The software side of things is programmed in a simplifed C++ programming language derived from Wiring. Your Arduino programs (sketches) are compiled by the Arduino IDE (based on Processing) and then uploaded to the Atmel microcontroller's flash memory. A boot loader allows this to be done easily through either USB or a FTDI TTL-232R USB to 5.0v TTL serial cable (depending on version and/or variant).

The hardware is quite varied. Since the spec is open source, if you can adapt it to a particular function and form factor, and the application is popular, you can produce and sell it. Typically, the major aspect of the board gets 'duino appended to it.

You even can build a uDuino, basically by boardstuffing a solderless breadboard with the correct components, a preprogrammed Atmel microprocessor and applying power.

Arduino is reserved for hardware produced by the official developers. The current board is the Arduino Duemilanove (2009) since upgraded to use an ATMega 328 microprocessor. It can be powered and programmed through its USB port.

The Duemilanove supports expansion boards through a set of header sockets that mate to header pins on the (shield) expansion board. The connections are two 8 pin and two 6 pin sockets. If you use wire wrap sockets in the shield, you can stack several of them for added circuits. Adafruit Industies has a very nicely crafted prototyping shield available in kit form or just the bare boards.

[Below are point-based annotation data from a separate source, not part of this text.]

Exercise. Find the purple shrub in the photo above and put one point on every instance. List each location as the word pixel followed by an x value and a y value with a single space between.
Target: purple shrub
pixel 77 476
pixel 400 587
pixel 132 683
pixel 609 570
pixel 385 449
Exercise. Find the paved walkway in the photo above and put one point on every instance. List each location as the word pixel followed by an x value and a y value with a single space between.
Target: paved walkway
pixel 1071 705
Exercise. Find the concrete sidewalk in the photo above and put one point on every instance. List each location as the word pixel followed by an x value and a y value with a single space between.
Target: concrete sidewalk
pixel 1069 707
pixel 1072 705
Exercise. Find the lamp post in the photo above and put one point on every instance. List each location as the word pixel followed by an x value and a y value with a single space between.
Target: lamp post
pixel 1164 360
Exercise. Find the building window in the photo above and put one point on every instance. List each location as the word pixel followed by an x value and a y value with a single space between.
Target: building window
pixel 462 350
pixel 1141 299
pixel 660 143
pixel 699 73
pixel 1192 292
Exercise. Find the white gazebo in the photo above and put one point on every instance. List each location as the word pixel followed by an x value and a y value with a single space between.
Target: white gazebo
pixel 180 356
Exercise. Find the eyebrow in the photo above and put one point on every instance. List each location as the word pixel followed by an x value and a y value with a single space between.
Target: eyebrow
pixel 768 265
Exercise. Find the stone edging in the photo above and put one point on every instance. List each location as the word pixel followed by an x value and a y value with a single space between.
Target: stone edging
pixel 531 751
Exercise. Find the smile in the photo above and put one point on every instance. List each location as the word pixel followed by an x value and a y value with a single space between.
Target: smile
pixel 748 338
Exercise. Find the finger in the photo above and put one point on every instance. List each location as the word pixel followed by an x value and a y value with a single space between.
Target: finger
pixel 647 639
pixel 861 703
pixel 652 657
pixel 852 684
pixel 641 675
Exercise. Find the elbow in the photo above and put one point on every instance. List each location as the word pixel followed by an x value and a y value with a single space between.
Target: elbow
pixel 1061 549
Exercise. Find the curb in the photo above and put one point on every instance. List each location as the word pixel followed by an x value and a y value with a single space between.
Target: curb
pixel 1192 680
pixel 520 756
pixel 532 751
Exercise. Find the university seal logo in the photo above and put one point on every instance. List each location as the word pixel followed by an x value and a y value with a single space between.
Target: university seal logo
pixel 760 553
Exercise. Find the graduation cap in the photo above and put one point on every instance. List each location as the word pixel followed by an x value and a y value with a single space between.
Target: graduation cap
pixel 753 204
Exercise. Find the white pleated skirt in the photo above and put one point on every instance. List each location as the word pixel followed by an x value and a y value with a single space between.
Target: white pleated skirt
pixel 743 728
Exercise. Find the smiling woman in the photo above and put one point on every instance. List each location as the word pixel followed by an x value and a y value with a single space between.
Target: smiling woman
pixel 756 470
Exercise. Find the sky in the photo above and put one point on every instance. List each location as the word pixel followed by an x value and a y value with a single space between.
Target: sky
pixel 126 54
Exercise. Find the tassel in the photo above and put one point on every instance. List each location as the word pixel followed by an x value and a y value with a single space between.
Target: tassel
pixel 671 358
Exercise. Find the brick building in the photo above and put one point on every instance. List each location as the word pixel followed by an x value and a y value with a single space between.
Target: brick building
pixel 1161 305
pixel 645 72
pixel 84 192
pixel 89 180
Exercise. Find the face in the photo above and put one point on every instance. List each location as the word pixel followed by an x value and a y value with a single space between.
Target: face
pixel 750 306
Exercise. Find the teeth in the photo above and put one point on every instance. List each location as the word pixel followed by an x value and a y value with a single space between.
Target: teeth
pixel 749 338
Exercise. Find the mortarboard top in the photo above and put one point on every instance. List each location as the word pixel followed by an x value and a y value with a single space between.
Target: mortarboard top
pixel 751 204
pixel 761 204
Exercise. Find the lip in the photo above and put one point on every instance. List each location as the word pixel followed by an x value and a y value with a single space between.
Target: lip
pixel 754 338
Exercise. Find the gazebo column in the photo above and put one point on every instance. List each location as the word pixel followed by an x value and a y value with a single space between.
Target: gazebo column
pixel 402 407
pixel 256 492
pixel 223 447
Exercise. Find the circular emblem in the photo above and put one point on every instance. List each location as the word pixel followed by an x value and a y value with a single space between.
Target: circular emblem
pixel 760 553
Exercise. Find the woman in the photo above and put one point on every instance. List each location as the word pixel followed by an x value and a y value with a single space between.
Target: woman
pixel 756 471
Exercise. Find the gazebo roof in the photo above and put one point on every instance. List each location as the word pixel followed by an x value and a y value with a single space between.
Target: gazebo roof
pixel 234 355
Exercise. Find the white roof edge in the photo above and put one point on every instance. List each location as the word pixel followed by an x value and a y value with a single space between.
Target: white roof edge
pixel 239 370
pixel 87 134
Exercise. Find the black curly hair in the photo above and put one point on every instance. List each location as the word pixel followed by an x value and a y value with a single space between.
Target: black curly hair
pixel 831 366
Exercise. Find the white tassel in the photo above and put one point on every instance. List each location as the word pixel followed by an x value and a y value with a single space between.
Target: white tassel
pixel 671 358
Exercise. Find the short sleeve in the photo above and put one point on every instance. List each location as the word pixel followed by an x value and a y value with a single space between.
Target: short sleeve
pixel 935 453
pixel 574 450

For experimenters who want expansive areas for those larger projects, the Boarduino is a good option. With straight header pins soldered into its peripheral .100 spaced holes, it can be plugged directly into the solderless breadboard. Power it with a 6-9Vdc power supply. If you use a wall wart, it needs a 2.1mm center-positive plug. Programming requires an FTDI TTL-232R USB to 5.0v TTL serial cable.